Summary:
- RBNZ leaves rates unchanged in line with forecasts and makes subtle changes to the statement
- AUD trades a tad lower despite solid labour market numbers
- Donald Trump is expected to sign around $50 billion of tariffs against China on Thursday
It was a hot period of time with monetary policy decisions coming from the Fed and the RBNZ. The two central banks met market expectations as the former lifted rates while the latter stayed on hold. As a result the NZDUSD dribbled higher, however, the RBNZ verdict had just a tiny effect on the currency market. One of the most dovish phrase put into the statement was that inflation is anticipated to weaken further in the near-term due to softness in food and energy prices, adjustments to government charges. It underlines that the New Zealand’s central bank is not in a rush to begin hiking rates any time soon. On the flip side, the communique omitted a mention concerning the ex-change rate nevertheless it seemed to be natural taking into account that the NZD TWI has barely changed in the first quarter averaging at around 75 – this is exactly the point the RBNZ had estimated.

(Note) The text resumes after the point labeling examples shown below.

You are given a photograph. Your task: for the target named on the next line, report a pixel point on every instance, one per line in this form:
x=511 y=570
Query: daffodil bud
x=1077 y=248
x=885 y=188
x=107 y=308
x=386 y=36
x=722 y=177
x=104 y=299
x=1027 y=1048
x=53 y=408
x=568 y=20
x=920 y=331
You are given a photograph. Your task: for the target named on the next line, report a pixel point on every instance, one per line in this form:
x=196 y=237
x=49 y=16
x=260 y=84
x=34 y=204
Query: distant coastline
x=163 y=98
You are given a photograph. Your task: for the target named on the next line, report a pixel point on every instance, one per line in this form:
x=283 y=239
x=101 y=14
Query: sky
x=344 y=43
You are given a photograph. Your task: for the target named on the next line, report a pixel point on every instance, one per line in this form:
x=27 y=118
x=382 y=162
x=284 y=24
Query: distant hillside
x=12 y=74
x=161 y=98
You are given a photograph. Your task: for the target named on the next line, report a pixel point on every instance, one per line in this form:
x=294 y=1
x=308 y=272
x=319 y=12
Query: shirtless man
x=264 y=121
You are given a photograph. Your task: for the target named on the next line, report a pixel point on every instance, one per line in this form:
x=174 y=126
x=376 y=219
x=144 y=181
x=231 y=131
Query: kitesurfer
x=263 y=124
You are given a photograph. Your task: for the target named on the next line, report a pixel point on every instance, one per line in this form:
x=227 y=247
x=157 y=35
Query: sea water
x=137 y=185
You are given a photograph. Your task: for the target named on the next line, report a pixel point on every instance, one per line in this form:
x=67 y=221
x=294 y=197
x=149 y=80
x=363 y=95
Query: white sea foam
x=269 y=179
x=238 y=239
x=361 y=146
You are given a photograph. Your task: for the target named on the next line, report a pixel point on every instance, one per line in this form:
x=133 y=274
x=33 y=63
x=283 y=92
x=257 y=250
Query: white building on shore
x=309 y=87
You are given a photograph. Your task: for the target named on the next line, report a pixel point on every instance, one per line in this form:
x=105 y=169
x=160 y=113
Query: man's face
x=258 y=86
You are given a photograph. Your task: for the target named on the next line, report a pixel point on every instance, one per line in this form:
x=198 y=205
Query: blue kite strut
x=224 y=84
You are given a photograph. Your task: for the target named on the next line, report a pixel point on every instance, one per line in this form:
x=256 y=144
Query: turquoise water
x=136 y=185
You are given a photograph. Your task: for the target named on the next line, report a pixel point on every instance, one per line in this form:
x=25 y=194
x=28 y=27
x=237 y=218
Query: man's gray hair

A response seen in the currency market was benign to say the least as there were no surprises at all. The interest rate market does not see the RBNZ lifting rates at least to the end of this year as the likelihood of such a move in December is hovering nearby 30%. Finally, let’s add that it was the last meeting with acting governor Grant Spencer as he will be replaced with Adrian Orr on 26 March.
A weekly time frame of the NZDUSD seems to suggest we’re moving at around a crucial technical support underpinned not just by a local demand zone but by the long-term upward trend line as well. Therefore, once the pair is able to stay above this area till the end of the current week, it would lead to a grater rebound toward 0.7400. Source: xStation5
Antipodean currencies undoubtedly stole the show overnight, and apart from the NZ dollar its major counterpart from Australia was offered some macroeconomic readings too. On the surface, the Australian jobs report disillusioned at least to some extent, however, when we delve into the details it does not turn out as bad as it seems. Admittedly overall employment grew 17.5k missing the consensus at 20k, albeit it was led solely by full-time jobs surging as much as 64.9k. It means that part-time employment shrank 47.4k but both trends kept their upward momentum in February.
Both full- and part-time employment sustained their impressive momentum last month. Source: Macrobond, XTB Research
Otherwise, the jobless rate inched up from 5.5% to 5.6% nonetheless it was offset by an increase in the labour force participation rate rising by 0.1% to 65.7% reaching its fresh record. One may draw conclusions that getting more people are coming back to labour force implying the improvement is becoming more and more widespread. Did it change the backdrop for monetary policy there? Not particularly as the interest rate market still assigns just 30% odds for a rate rise until the end of 2018.
A false breakout made traders confounded. The pair looks to be ready to resume its uptrend while the long-term trend line (blue) should serve as the last resort for bulls. Source: xStation5
The US dollar remains on the back foot in early trading meanwhile US President Donald Trump is expected to sign around $50 billion of tariffs against China over intellectual-property violations on Thursday according to Bloomberg. The step taken by the Trump’a administration is to target more than 100 different types of Chinese goods whereas the value of them was set based on US estimate of economic damage sparked by intellectual-property theft by China. The announcement is scheduled for today at 4:30 pm BST.